Are Individual Normals Irrelevant in Solving a Pulley and Wedge System?

[Differentiate it]

You won't need to worry about that to solve the problem, but you can figure that out after if you like once you have the proper set of equations.

So what you're telling me is that the 2 normal forces exerted are not equal? Why?

 

[erobz]

So what you're telling me is that the 2 normal forces exerted are not equal? Why?

For two reasons. a portion of the pistons own weight is contributing to the lower normal and its accelerating down the incline, which has an opposite effect, but not necessarily exactly offsetting for all accelerations.

 

[Differentiate it]

For two reasons. a portion of the pistons own weight is contributing to the lower normal and its accelerating down the incline, which has an opposite effect, but not necessarily exactly offsetting for all accelerations.

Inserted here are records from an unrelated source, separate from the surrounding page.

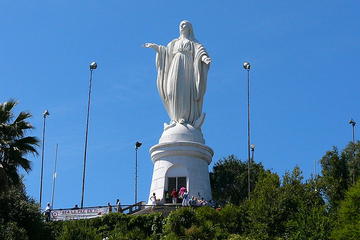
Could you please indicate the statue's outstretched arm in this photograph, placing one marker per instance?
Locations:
(153, 46)
(206, 59)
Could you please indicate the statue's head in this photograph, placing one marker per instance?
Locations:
(186, 29)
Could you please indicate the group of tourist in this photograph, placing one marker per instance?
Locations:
(182, 196)
(118, 207)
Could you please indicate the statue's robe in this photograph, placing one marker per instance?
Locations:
(181, 80)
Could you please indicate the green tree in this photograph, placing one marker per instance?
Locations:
(229, 179)
(352, 155)
(335, 176)
(14, 144)
(348, 220)
(20, 217)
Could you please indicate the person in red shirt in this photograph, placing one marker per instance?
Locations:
(174, 196)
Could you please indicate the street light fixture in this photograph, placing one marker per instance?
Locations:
(45, 114)
(54, 178)
(92, 67)
(137, 145)
(247, 66)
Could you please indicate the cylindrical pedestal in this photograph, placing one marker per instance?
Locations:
(181, 164)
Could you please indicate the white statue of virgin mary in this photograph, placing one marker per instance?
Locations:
(182, 68)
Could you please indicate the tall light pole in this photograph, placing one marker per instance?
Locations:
(137, 145)
(54, 178)
(353, 123)
(45, 114)
(92, 66)
(252, 147)
(247, 66)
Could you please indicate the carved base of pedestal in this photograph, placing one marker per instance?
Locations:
(183, 163)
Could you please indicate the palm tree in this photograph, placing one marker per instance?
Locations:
(14, 144)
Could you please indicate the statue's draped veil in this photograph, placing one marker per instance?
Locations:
(182, 77)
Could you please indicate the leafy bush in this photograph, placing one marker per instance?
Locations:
(348, 225)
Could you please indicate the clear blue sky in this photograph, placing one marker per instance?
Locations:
(305, 83)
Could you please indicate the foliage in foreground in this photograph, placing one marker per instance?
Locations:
(14, 144)
(286, 208)
(20, 217)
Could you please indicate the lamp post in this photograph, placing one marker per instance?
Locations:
(54, 178)
(137, 145)
(45, 114)
(353, 123)
(252, 147)
(247, 66)
(92, 66)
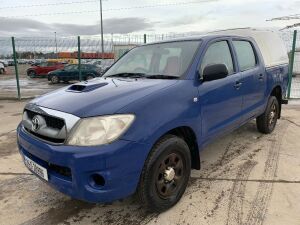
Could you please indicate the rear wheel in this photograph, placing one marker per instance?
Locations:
(54, 79)
(267, 121)
(165, 174)
(32, 73)
(89, 77)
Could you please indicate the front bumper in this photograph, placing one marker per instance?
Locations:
(119, 163)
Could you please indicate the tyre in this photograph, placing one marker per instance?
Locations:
(165, 174)
(32, 73)
(267, 121)
(54, 79)
(89, 77)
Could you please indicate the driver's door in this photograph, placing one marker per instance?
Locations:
(220, 100)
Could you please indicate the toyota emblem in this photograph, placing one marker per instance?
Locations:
(35, 123)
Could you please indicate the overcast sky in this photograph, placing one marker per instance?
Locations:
(43, 17)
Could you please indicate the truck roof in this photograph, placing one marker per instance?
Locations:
(270, 44)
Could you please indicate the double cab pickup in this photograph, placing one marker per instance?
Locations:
(140, 127)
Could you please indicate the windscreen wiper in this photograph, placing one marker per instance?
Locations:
(131, 75)
(161, 76)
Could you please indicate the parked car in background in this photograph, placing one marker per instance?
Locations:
(71, 72)
(43, 69)
(4, 62)
(2, 68)
(10, 62)
(142, 126)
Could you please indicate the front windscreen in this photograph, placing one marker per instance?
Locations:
(164, 59)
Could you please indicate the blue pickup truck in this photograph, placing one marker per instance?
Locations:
(140, 127)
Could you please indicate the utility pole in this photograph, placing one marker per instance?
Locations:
(101, 22)
(55, 44)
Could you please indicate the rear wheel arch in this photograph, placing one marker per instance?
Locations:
(277, 92)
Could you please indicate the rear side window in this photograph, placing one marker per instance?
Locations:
(218, 53)
(245, 54)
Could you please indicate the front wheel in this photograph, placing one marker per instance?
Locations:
(267, 121)
(31, 73)
(165, 174)
(54, 79)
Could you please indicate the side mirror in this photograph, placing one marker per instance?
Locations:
(215, 72)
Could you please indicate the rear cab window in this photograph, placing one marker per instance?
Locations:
(218, 53)
(245, 54)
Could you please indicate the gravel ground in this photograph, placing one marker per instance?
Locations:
(246, 178)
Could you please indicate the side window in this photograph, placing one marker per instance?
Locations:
(218, 53)
(245, 55)
(173, 55)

Oh, so basically, one of the normals(acting up the incline) counters Mgsinθ and the other(acting down the incline) is the one contributing to the acceleration of M. Is that correct?

 

[erobz]

Trust m

Oh, so basically, one of the normals(acting up the incline) counters Mgsinθ and the other(acting down the incline) is the one contributing to the acceleration of M. Is that correct?

The thing is you don't need two Normals to solve this problem, but you must have at least 1 normal. It should be less confusing that way. Just assume the the pistion is just a tiny bit loose ( like a real one would be)

 

[Differentiate it]

Trust m

The thing is you don't need two Normals to solve this problem, but you must have at least 1 normal.

Alright, but last question, could you just confirm what i said in my previous reply?

Oh, so basically, one of the normals(acting up the incline) counters Mgsinθ and the other(acting down the incline) is the one contributing to the acceleration of M. Is that correct?

 

[erobz]

Alright, but last question, could you just confirm what i said in my previous reply?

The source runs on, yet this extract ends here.